MultiBac turns sweet

Abstract

The baculovirus/insect cell system has proven to be a powerful tool for the expression of eukaryotic proteins. Therapeutics, especially in the field of vaccinology, are often composed of several different protein subunits. Conventional baculoviral expression schemes largely lack efficient strategies for simultaneous multi-gene expression. The MultiBac technology which is based on an engineered genome of Autographa californica nuclear polyhedrosis virus in combination with specially designed transfer vectors is an elegant way for flexible generation of multi-subunit proteins in insect cells. Yet, the glycosylation pattern of insect cell-derived products is not favorable for many applications. Therefore, a modified version of MultiBac, SweetBac, was generated allowing for a flexible glycosylation of target proteins in insect cells. Beyond the SweetBac technology MultiBac can further be designed for bridging the gap between cell engineering and transient modulation of host genes for improved and product tailored expression of recombinant proteins.

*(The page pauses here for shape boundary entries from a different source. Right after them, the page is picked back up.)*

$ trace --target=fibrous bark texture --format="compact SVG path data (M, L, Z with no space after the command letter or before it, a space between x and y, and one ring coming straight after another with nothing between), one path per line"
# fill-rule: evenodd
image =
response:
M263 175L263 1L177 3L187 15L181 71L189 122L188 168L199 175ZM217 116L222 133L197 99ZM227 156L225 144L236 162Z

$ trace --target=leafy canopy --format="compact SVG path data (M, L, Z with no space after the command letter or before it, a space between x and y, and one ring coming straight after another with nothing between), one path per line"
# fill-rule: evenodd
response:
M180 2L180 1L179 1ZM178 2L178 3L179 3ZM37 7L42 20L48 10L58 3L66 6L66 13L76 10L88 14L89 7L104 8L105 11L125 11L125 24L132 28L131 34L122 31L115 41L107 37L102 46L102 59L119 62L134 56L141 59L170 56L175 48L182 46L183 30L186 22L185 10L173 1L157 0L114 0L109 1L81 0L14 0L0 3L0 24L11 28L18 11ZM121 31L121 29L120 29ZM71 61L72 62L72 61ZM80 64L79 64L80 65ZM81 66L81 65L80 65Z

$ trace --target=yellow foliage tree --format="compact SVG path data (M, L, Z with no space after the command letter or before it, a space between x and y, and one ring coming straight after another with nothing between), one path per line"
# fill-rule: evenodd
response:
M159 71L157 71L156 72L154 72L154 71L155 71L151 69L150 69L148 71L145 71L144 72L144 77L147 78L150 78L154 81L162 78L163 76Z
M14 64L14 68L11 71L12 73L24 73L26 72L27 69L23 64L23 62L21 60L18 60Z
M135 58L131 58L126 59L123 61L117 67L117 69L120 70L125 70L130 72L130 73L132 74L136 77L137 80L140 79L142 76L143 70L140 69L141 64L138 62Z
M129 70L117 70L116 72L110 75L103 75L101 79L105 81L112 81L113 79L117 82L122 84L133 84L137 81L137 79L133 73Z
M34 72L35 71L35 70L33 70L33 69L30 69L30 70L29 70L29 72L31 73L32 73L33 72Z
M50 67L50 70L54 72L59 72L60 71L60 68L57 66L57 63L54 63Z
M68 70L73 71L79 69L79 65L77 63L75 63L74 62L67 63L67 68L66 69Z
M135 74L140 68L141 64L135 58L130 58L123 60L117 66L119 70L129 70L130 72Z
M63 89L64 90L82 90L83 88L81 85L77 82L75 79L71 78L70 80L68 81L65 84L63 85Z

Keywords: MultiBac; SweetBac; baculovirus; glycosylation; insect cells; virus-like particles.

Figure 1. The MultiBac vector system consists of an array of small synthetic DNA plasmids called acceptors and donors (A). Both classes contain a dual expression cassette (polh and p10) with eukaryotic polyadenylation signals (SV40 and HSVtk). Propagation of acceptors is driven by a regular origin of replication (ori^ColE1), whereas donors have a conditional origin (ori^R6Kγ) that requires special bacterial strains for replication. For selection in E.coli, acceptors contain a gentamycin resistance gene (Gn^R) and donors one antibiotic marker (Ab^R). For introduction in the MultiBac viral genome all vectors are equipped with a LoxP site and acceptors additionally with Tn7 transposition sites (Tn7L, Tn7R). Vectors are designed for an easy multiplexing of expression cassettes by the presence of specially designed restriction sites (B). Multigene constructs can futher be generated by fusing several donor vectors with one acceptor vector (C).

Figure 2. Multigene constructs based on acceptor vectors can be inserted in the MultiBac genome via the Tn7 transposition site. Within a second strategy expression cassettes can be inserted in the viral LoxP site in a Cre mediated reaction.

Figure 3. Schematic representation of the SweetBac platform. A donor vector containing open reading frames coding for Caenorhabditis elegans N-acetylglucosaminyltransferase II and the bovine β1,4-galactosyltransferase I was introduced in the LoxP site of a MultiBac genome resulting in SweetBac.